La porta dell’autobus si aprì. Era Denden.

«Nancy! Hai già preparato il comitato di accoglienza per i lanci di stanotte? Ci copriranno di prelibatezze.»

Lei non rispose, si limitò a consegnargli il foglio. Lui diede una rapida occhiata e aggrottò la fronte.

«Un milione di franchi! Accidenti! Be’, adesso però non montarti la testa.»

Lei afferrò un bicchiere dal tavolo e si versò una dose abbondante di qualunque cosa ci fosse nella bottiglia presa dalla mensola. Una specie di brandy che bruciava la gola.

«Non c’è niente da ridere. Quegli schifosi bastardi hanno mio marito, e sanno esattamente chi sono io. Si sfogheranno su di lui.»

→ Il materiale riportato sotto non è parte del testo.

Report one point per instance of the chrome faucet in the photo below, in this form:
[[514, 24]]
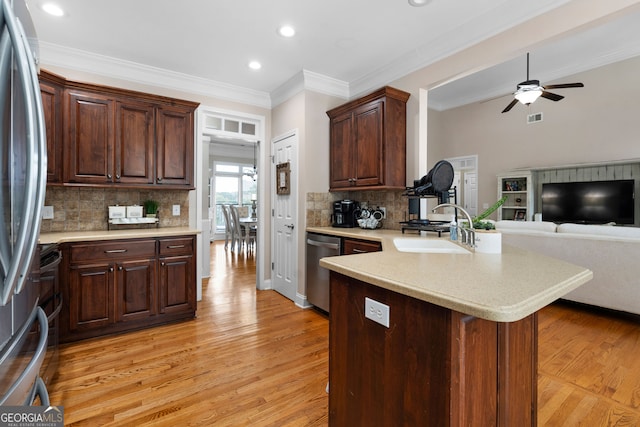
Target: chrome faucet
[[468, 235]]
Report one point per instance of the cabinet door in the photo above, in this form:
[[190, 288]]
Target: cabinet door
[[174, 145], [177, 285], [135, 298], [90, 139], [341, 162], [369, 155], [134, 142], [91, 299], [52, 105]]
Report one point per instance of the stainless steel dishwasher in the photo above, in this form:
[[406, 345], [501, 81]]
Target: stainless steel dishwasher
[[320, 246]]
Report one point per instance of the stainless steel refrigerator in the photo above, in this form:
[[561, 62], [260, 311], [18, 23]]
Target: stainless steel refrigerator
[[23, 325]]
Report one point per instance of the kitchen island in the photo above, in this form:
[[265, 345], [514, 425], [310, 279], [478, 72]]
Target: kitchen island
[[461, 346]]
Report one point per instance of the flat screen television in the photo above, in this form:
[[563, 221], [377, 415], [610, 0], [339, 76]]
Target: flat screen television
[[593, 202]]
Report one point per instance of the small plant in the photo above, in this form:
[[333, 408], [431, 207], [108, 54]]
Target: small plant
[[483, 225], [150, 207]]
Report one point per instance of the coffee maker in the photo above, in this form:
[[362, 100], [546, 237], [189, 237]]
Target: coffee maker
[[344, 213]]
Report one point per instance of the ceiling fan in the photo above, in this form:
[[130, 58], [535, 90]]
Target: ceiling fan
[[530, 90]]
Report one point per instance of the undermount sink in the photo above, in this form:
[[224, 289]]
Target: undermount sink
[[428, 246]]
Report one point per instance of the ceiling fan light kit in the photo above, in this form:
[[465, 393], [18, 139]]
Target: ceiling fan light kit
[[418, 3], [530, 90]]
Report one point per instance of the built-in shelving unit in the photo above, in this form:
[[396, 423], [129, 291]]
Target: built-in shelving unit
[[518, 188]]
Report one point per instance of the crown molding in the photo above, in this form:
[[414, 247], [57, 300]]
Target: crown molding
[[84, 61], [308, 80]]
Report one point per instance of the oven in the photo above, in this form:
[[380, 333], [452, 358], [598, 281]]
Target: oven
[[50, 301]]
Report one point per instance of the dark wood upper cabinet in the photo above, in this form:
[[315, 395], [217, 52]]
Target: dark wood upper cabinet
[[174, 146], [51, 88], [89, 143], [368, 142], [112, 136], [134, 142]]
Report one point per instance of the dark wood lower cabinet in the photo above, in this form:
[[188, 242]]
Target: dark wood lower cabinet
[[135, 284], [432, 366], [121, 285]]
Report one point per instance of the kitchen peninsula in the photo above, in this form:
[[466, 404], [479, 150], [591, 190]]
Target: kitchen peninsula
[[461, 346]]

Lui alzò le mani in un gesto di resa. «Scusami, scusami! Era una battuta stupida.»

Lei si versò di nuovo da bere e prese un sorso. Chiuse gli occhi e vide il corpo del vecchio che dondolava dal castagno. Chi lo avrebbe tirato giù?

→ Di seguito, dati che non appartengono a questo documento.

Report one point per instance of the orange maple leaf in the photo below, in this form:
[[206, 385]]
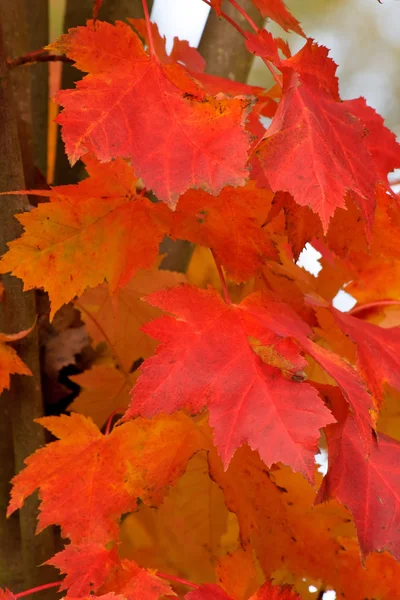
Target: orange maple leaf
[[206, 359], [202, 141], [95, 230], [86, 480]]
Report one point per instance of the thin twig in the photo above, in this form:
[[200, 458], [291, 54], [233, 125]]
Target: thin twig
[[39, 588], [35, 57]]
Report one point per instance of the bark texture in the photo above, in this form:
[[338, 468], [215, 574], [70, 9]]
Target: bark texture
[[222, 47], [21, 551], [37, 15]]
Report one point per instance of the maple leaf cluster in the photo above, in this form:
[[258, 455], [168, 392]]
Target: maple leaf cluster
[[212, 463]]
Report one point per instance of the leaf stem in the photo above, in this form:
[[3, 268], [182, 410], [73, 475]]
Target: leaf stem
[[110, 418], [222, 278], [39, 588], [245, 15], [148, 27], [37, 56], [177, 579]]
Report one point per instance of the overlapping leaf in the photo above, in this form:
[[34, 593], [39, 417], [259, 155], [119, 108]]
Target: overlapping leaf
[[202, 142], [315, 147], [206, 360], [266, 592], [87, 480], [86, 567], [277, 11], [369, 488], [98, 229], [230, 224]]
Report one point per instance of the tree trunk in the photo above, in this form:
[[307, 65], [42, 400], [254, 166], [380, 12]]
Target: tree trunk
[[77, 13], [222, 47], [37, 14], [23, 402]]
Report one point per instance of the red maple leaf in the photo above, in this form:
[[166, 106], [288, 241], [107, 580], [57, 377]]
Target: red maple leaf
[[120, 111], [231, 224], [378, 352], [87, 567], [277, 11], [267, 591], [205, 359], [314, 147], [370, 488]]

«Sì, per te è tutto un grande scherzo, vero?» borbottò incupita, lo sguardo fisso sul bicchiere. Con la coda dell’occhio vide che Denden arrossiva.

«Che cosa hai detto?»

«Sai, su una cosa Gaspard ha ragione.» Nancy prese la bottiglia, e accasciandosi sul divano improvvisato bevve un altro sorso. «Io sono responsabile della vita di centinaia di persone, tu invece fai sempre l’allegrone come se fossi in vacanza.»

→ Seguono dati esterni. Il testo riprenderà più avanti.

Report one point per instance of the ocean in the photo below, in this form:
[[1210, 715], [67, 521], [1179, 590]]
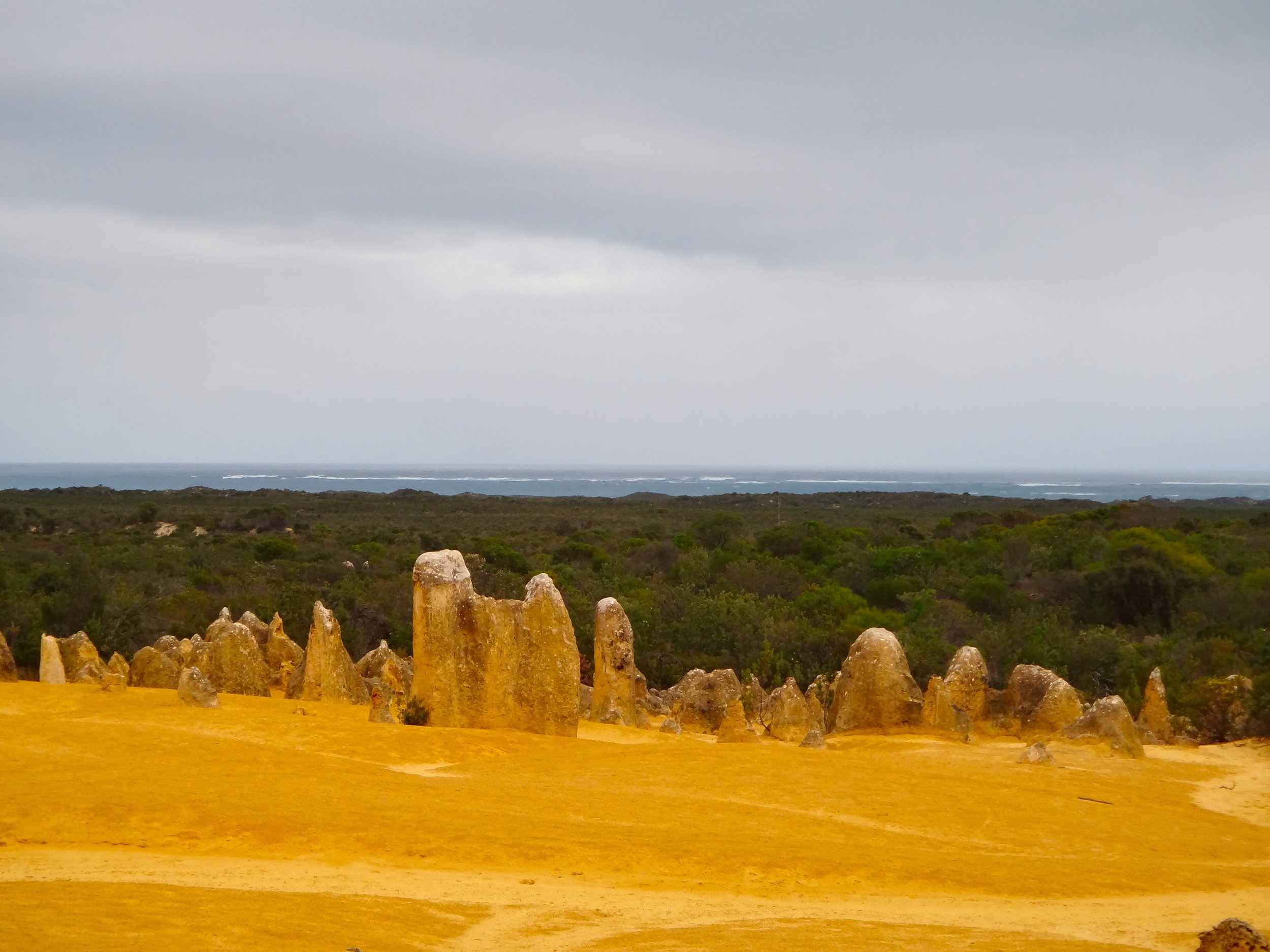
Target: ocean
[[620, 481]]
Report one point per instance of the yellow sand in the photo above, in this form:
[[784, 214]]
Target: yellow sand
[[129, 822]]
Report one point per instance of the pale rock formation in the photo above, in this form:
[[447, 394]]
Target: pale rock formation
[[1232, 936], [233, 663], [788, 714], [115, 682], [1106, 720], [328, 672], [819, 699], [223, 622], [258, 629], [493, 663], [282, 655], [80, 661], [967, 682], [51, 668], [813, 739], [154, 669], [875, 688], [196, 691], [1040, 701], [389, 668], [613, 700], [8, 667], [940, 714], [1037, 754], [700, 701], [382, 706], [1155, 717], [755, 700], [735, 729]]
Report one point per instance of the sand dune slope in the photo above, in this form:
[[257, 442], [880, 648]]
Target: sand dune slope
[[130, 822]]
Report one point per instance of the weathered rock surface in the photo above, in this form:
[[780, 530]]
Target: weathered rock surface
[[154, 669], [115, 682], [282, 655], [1037, 754], [613, 700], [1108, 719], [8, 667], [51, 668], [788, 714], [967, 682], [382, 706], [1232, 936], [388, 667], [813, 739], [735, 728], [875, 688], [700, 701], [1040, 701], [493, 663], [819, 700], [196, 691], [80, 661], [233, 663], [1154, 717], [328, 673], [258, 629]]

Denden alzò di nuovo le mani. «Ci risiamo!»

«A te basta ficcare l’uccello in ogni buco che riesci a trovare...» Vide che gli era partito il tic a un occhio. Era segno che lo aveva ferito, se lo ricordava dall’addestramento. Ma non gliene importò.

«Dai, Nancy! Sfoga il tuo senso di colpa su questa checca!»

«Siamo qui, stiamo sacrificando tutto...» Ebbe la sensazione di avere lei stessa la fune tra le mani. Vide se stessa che cercava di metterla intorno al collo degli agricoltori. Si vide spingerli giù, ridendo, mentre la corda cigolava e si tendeva.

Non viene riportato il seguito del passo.